In the PDO example since you're passing $other_id
(which is null
), your query is bound as follows:
SELECT id FROM temp_table WHERE other_id = NULL;
MySQL does not treat 0
as NULL
, so the queries that you're sending are actually not the same.
This is weird issue which I have not encountered before.
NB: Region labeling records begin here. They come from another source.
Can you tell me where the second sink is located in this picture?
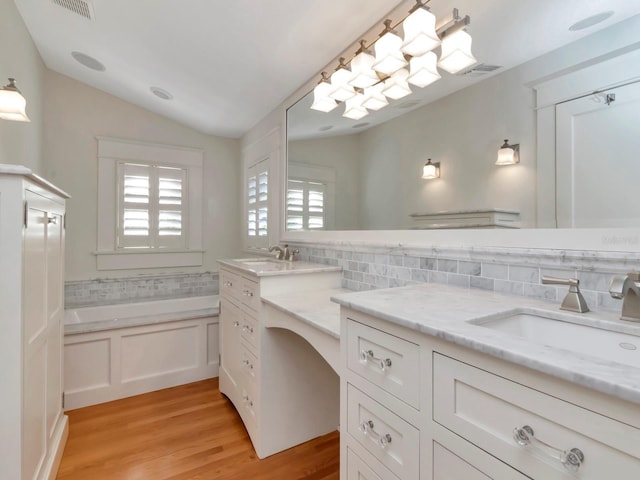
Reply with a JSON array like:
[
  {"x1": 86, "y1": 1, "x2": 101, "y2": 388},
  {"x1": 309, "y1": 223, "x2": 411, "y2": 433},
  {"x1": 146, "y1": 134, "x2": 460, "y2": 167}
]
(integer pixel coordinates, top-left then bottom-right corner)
[{"x1": 469, "y1": 308, "x2": 640, "y2": 367}]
There is nothing weird here.
When $other_id
is NULL
the first query becomes:
SELECT id FROM temp_table WHERE other_id = ''
Because the type of the other_id
column is numeric, the provided value (the empty string) is converted to the number 0
and there are two matching rows.
On the other hand, the query sent through PDO is equivalent to:
SELECT id FROM temp_table WHERE other_id = NULL
Not only that there are no NULL
s in the table, but this query never returns any row, even if there are rows having NULL
in the column other_id
. (The correct way to select the rows having NULL
in other_id
is to use the IS NULL
operator ).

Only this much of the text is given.